Although I don’t have the most background in Word2Vec or the South in the late 1800s, I think that my results are interesting (as I generalize the claim to the whole South and at least corroborate other results) especially as they were computed (that’s not seen too often in literary studies) with the relatively new method of Word2Vec.
Future Work
I think that this work can be extended in several ways- one can look at how other groups such as women or lower-class white men viewed the faith as well as how African Americans viewed other cultural ideas such as family, work, freedom, etc. For the former, one can limit the dataset, restricting it to the other groups of interest. Additionally, one can find supplemental databases to increase the accuracy of the queries. For the latter, one can query this model directly, restrict the data, or add other sources.

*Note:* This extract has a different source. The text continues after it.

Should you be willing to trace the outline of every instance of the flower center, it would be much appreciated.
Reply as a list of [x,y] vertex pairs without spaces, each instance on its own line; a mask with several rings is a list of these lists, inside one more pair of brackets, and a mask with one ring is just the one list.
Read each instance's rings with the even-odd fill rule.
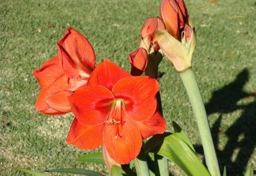
[[123,119],[123,113],[125,112],[125,103],[122,99],[115,99],[113,101],[109,112],[109,117],[105,123],[107,125],[114,125],[115,128],[115,138],[118,136],[122,137],[122,128],[125,123]]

One final way this work can be extended would be to query based on African Americans in the North versus the South; I don’t think that the results would be obvious and that there may be interesting results found from comparing the two.
Works Cited
Dusinberre, William. “Religion.” Strategies for Survival: Recollections of Bondage in Antebellum Virginia, University of Virginia Press, 2009, pp. 121–140. JSTOR, www.jstor.org/stable/j.ctt6wrmk7.13.